Ever since the division of the Lambert estate between Garret Mountain Reservation and Rifle Camp Park, it has been proposed to connect the two. As of 2011, the Borough of Woodland Park has been discussing ways to link the almost adjacent properties.

===Colonial Past===
The area of Rifle Camp Park served as a location where Washington’s troops could observe British movements during the Revolutionary War in 1780. The name ‘Rifle Camp’ comes from the fact that Major James Parr’s rifle corps camped for a short time in the vicinity of the Great Notch, just to the south of what would eventually become the park. Parr and his riflemen (the rifle corps originally commanded by Colonel Daniel Morgan) previously achieved notice in the Sullivan Expedition in 1779. In October, 1780, Parr and his rifle corps had been assigned to protect the strategic pass at the Great Notch from British incursion, but ultimately stayed for just one week.
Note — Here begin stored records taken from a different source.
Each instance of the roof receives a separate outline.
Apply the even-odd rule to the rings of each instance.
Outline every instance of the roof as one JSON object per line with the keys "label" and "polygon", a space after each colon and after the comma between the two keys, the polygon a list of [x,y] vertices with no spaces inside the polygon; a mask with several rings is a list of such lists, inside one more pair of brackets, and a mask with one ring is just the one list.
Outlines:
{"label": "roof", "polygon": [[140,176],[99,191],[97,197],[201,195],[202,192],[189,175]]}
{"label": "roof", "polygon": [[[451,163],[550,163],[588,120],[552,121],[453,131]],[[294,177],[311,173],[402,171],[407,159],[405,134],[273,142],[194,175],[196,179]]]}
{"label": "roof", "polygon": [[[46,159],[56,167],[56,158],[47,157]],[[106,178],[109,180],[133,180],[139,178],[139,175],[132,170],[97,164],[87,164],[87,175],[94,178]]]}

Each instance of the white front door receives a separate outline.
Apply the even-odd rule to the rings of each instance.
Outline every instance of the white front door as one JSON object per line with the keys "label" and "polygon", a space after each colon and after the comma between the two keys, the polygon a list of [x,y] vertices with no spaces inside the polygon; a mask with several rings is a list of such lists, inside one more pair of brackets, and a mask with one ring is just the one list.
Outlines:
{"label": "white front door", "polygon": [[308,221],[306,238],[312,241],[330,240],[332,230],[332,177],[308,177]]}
On October 17, 1780, the rifle corps left the area, being ordered to join General Lafayette’s Light Corps in the vicinity of present-day Goffle Brook Park on the opposite side of the Passaic River.
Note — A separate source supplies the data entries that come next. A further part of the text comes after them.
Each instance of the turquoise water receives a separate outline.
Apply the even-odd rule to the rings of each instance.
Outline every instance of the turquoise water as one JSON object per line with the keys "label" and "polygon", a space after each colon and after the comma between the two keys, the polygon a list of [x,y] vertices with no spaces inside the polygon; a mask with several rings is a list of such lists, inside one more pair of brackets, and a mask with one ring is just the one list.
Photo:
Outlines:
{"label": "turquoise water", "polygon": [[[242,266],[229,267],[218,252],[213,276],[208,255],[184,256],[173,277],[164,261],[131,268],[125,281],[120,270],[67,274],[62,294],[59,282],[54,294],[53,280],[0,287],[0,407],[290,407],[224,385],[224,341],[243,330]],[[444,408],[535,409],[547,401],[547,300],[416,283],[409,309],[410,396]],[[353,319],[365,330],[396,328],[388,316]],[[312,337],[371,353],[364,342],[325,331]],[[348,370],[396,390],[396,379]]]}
The land that would become Rifle Camp Park was also host to the farm of Thomas Ryder, a loyalist. It is at Ryder’s farm that Joshua Hett Smith, a lawyer from Haverstraw, New York who aided the treasonous Benedict Arnold and British Major John André, was supposedly granted hospitality during his escape from American imprisonment.

==Description==
Rifle Camp Park sits on the ridgeline of Garret Mountain, a section of First Watchung Mountain. It is extensively forested, containing only a few open areas. Due to the local geology, large trap rock outcrops are abundant throughout the property. The eastern limit of the parkland consists of nearly vertical basalt cliffs that provide panoramic views of the surrounding area. To the west is the Great Notch Reservoir, whose headwaters partly lie within the park and comprise the source of the Third River. Along the south end of the park there is a former quarry being turned over to housing development.

The park is accessed via Rifle Camp Road in Woodland Park, near the intersection with Overmount Ave. The main driveway leads to five parking areas, with the first area adjacent to the amphitheater and the fifth area adjacent to the observatory/nature center.